Loading and preprocessing the data

The dataset has been downloaded from a web repository (Download here), the file is provided as a zip file. After being unzipped, it has been loaded in R as a data frame.

setwd("/Users/flaforgia/Documents/Reproducible Research/")
Activity <- read.csv("activity.csv")
head(Activity)
##   steps       date interval
## 1    NA 2012-10-01        0
## 2    NA 2012-10-01        5
## 3    NA 2012-10-01       10
## 4    NA 2012-10-01       15
## 5    NA 2012-10-01       20
## 6    NA 2012-10-01       25

setwd() is used to set the working directory to the one where the unzipped file is stored. The value must be changed depending on the working directory of the user running the code.

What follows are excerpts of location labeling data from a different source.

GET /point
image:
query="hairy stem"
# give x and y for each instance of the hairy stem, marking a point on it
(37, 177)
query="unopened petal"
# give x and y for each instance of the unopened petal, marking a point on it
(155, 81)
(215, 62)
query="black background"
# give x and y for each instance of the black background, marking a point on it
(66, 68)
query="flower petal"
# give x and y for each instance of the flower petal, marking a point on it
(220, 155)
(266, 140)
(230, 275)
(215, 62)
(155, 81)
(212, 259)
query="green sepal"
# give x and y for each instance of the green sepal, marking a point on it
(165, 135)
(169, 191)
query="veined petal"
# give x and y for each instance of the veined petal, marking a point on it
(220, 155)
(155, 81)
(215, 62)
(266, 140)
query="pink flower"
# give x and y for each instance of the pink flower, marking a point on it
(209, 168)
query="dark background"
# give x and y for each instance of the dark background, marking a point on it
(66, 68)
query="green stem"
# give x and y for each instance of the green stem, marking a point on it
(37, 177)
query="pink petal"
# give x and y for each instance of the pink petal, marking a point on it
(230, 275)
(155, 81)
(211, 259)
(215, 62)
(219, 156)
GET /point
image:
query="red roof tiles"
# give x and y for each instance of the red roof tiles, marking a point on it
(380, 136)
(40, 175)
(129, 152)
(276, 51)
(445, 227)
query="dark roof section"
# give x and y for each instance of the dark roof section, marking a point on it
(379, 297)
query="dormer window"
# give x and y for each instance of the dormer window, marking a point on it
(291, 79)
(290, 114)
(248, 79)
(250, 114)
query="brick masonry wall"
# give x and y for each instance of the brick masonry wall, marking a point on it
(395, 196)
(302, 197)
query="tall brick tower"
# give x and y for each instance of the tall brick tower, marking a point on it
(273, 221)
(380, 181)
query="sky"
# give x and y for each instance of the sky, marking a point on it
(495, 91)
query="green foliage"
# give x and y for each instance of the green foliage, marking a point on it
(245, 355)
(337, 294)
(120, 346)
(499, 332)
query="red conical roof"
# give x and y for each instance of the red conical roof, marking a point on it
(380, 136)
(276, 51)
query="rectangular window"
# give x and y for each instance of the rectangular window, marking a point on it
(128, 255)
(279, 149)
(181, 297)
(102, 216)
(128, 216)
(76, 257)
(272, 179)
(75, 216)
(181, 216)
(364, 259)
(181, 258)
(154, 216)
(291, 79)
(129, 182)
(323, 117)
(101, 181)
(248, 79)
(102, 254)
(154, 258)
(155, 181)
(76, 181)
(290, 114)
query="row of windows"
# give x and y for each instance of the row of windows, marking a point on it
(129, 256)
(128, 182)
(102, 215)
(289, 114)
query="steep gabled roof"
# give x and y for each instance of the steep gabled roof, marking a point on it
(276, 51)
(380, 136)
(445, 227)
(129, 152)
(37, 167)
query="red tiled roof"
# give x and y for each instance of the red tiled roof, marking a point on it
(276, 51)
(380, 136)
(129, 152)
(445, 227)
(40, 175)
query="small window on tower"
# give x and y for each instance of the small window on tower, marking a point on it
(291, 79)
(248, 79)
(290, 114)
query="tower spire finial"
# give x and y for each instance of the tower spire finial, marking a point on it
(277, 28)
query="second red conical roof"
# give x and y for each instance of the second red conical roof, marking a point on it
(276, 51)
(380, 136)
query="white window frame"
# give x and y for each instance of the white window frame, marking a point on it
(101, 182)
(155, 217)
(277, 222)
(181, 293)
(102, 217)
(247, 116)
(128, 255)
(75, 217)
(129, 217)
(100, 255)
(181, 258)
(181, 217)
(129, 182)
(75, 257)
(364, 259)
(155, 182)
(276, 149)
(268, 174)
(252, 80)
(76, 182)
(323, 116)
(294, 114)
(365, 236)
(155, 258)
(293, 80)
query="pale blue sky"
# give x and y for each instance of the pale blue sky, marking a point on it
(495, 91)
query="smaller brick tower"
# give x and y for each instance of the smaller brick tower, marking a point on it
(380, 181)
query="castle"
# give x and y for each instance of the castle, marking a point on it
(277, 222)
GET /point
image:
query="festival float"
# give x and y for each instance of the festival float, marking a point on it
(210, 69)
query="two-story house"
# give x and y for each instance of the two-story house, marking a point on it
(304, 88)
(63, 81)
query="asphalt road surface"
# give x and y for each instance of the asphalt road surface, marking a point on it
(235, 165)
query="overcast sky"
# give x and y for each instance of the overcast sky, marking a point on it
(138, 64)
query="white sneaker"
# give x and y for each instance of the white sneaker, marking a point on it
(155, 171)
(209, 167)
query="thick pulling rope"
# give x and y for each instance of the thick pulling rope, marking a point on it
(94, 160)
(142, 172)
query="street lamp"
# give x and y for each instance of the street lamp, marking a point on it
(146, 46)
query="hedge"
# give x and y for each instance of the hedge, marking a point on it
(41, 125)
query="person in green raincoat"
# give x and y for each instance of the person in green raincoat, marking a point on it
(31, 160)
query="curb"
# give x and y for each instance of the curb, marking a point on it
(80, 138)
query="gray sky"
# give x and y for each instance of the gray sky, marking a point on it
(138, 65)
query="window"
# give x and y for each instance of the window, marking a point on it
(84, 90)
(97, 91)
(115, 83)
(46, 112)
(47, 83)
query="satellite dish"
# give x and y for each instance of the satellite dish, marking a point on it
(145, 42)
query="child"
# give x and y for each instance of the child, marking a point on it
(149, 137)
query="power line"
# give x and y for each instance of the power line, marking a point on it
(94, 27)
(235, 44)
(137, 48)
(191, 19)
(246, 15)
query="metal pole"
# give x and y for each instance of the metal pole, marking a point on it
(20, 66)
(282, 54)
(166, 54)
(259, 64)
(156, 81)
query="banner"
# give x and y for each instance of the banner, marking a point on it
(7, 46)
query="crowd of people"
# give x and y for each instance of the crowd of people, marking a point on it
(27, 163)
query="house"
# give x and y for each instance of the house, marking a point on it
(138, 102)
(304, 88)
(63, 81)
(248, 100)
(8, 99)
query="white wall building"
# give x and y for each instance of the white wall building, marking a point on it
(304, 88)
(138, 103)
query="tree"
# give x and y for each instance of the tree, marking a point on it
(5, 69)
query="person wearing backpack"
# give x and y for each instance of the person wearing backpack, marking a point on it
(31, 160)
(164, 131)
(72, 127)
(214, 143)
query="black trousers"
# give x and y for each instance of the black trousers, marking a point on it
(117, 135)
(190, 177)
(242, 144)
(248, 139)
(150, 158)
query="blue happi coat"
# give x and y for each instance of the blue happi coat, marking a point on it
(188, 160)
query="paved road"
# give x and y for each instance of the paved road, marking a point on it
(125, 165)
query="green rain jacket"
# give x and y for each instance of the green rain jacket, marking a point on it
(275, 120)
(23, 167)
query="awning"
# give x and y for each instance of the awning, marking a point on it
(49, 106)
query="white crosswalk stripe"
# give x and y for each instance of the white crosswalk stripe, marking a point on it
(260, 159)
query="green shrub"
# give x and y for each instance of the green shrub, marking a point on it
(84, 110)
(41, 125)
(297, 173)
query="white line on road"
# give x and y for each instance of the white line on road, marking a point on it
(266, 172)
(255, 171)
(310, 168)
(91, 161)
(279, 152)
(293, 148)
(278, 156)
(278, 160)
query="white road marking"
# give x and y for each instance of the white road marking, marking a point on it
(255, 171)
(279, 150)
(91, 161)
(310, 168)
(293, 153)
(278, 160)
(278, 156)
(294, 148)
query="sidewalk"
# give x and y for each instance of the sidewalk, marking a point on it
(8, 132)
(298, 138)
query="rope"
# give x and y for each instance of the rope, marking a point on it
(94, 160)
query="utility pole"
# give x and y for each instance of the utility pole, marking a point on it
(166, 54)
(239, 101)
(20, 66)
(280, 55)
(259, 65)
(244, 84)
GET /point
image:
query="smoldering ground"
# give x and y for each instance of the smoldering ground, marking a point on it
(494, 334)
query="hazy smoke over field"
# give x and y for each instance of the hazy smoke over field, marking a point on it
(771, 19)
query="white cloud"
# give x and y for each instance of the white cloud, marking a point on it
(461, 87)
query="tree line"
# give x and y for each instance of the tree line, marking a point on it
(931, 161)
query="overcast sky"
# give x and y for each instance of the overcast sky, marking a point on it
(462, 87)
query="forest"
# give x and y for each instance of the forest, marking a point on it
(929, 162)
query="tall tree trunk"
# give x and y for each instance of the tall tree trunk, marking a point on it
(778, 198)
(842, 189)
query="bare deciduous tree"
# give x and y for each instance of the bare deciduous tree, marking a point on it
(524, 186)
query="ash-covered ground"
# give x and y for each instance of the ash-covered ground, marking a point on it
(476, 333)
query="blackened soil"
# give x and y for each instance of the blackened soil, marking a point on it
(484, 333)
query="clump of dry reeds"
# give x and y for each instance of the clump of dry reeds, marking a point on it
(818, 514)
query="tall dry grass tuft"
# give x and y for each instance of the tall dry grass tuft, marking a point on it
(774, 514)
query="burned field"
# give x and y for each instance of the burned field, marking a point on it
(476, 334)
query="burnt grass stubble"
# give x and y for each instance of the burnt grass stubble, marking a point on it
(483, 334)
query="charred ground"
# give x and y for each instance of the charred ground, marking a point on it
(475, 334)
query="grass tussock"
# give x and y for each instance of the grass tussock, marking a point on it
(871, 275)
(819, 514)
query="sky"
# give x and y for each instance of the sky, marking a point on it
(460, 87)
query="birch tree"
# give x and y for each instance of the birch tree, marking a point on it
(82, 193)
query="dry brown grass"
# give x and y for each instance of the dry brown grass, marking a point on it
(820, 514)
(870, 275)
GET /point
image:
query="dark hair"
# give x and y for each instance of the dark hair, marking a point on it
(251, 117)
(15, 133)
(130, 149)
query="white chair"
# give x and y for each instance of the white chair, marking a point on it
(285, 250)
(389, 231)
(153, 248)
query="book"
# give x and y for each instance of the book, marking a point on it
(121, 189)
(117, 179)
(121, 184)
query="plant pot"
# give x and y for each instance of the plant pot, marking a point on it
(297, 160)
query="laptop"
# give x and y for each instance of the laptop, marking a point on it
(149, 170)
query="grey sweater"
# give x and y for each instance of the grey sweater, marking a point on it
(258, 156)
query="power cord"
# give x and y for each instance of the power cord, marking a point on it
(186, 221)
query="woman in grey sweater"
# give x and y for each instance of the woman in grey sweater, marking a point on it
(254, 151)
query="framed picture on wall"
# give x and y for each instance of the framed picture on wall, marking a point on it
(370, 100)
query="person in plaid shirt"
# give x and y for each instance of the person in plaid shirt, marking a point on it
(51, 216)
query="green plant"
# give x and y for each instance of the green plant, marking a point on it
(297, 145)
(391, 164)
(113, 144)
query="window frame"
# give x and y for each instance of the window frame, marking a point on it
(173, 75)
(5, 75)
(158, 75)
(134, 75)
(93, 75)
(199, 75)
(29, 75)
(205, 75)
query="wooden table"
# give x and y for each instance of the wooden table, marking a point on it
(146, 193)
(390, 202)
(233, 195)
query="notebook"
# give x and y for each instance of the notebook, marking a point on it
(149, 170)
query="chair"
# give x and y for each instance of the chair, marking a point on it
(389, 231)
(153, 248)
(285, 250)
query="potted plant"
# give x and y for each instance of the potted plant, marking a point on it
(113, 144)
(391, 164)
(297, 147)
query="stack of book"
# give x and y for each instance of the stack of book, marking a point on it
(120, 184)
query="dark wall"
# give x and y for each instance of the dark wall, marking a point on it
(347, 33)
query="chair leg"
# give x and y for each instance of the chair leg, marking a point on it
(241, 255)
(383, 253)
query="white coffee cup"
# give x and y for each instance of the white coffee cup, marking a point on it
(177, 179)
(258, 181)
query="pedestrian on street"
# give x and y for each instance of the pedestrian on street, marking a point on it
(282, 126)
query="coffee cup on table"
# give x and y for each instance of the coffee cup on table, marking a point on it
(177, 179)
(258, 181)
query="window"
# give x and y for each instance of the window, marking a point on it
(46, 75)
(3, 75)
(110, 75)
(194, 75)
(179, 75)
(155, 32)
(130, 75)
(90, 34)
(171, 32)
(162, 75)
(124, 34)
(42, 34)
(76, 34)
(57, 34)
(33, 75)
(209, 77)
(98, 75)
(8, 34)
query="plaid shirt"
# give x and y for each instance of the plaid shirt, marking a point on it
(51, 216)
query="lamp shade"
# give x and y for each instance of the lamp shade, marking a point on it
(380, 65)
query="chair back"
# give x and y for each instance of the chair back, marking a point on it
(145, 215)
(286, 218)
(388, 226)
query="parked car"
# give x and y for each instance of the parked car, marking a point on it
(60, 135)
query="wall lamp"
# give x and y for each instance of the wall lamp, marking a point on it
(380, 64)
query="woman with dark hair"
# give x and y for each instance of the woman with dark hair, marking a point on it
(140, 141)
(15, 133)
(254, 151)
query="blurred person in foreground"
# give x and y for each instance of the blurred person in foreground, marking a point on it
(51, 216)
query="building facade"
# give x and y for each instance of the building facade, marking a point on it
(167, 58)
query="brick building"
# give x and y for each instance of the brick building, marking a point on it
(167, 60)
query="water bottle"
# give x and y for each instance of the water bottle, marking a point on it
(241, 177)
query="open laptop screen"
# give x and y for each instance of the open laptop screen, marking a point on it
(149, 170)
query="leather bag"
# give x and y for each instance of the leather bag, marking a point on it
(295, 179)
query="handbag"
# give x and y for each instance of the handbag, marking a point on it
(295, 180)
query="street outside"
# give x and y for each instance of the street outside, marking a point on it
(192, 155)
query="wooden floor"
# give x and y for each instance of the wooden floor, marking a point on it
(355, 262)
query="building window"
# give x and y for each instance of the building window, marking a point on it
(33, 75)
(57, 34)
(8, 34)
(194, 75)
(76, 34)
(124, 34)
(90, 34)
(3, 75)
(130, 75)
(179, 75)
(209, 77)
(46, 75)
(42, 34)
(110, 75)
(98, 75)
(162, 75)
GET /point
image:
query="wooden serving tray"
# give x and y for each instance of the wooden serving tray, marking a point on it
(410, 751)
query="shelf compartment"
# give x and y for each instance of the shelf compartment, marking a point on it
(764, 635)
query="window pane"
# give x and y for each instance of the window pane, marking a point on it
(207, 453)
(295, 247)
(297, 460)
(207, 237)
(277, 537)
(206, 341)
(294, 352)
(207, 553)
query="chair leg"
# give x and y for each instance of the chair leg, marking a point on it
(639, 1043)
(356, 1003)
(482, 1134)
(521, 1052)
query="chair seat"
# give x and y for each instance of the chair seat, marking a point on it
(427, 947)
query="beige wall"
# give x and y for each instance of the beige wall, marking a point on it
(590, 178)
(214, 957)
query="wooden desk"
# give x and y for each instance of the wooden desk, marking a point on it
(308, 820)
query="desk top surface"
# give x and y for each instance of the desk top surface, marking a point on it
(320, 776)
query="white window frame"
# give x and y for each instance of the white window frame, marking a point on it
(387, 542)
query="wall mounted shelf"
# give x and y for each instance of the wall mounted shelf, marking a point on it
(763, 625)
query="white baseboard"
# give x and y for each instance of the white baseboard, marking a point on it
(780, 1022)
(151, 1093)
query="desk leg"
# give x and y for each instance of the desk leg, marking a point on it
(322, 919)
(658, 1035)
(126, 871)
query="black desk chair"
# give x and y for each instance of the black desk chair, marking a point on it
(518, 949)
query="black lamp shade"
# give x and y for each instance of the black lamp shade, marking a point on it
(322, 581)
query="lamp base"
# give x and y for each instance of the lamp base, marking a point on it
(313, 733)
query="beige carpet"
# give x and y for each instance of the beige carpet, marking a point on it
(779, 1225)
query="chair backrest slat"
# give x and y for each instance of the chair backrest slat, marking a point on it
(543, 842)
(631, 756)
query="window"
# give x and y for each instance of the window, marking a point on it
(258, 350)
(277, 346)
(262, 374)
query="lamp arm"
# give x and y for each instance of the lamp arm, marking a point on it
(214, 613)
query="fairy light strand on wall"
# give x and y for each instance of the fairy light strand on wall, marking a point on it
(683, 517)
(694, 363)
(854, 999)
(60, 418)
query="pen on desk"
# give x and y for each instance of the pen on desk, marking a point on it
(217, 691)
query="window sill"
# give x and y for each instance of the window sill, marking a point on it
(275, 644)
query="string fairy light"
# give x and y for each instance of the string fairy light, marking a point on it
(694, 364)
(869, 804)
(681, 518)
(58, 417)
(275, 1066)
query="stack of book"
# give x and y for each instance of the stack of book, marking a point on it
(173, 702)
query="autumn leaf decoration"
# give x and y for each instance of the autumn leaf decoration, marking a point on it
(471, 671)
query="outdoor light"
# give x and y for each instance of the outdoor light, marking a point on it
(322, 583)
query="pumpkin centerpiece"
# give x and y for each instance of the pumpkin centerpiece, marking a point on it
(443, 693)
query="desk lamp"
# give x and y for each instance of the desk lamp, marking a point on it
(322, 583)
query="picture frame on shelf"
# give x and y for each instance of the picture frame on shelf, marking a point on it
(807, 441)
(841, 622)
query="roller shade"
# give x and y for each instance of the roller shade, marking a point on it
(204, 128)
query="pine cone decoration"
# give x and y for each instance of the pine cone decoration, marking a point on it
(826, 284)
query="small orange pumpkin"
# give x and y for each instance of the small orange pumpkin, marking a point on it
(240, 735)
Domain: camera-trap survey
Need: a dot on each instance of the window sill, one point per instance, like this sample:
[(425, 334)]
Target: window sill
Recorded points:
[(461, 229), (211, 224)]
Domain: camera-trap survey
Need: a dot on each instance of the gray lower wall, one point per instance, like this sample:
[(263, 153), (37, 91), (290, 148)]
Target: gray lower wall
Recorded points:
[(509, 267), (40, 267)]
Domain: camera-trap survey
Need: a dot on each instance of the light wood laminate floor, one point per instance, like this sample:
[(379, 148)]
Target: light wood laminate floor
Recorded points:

The dataset has 3 variables:

I did not transform the dataset itself but I built additional subsets that I thought could be useful in the later computations.
I copied the original dataset two times, one with only the complete cases (Activity2) and the other with only the NAs (Activity.NA). I did that to keep the original dataset untouched and to avoid the risk to corrupt the original data.
I also converted the date and time in the correct format (DayName and TimeFreq).

Activity1 <- Activity
Activity2 <- Activity1[complete.cases(Activity1),]
Activity.NA <- Activity1[!complete.cases(Activity1),]
IncrementDF <- Activity1[,3]
DateUnique <- unique(Activity1[,2])
DayName <- as.character(unique(weekdays(as.Date(DateUnique))))

Time_convert <- function(x,y) {
        paste(rep(x,y), sep="", collapse="")
        }
Time.temp <- mapply(Time_convert, 0, 4-nchar(unique(IncrementDF)))
Increment.time <- paste(Time.temp, IncrementDF, sep="")
TimeFreq <- format(strptime(Increment.time, 
                            format="%H%M"), format="%H:%M")

time.df <- as.data.frame(TimeFreq)

What is mean total number of steps taken per day?

In this part I will calculate the total number of steps taken each day and draw a histogram from these values. Finally I will also calculate the mean and median value for each value of steps.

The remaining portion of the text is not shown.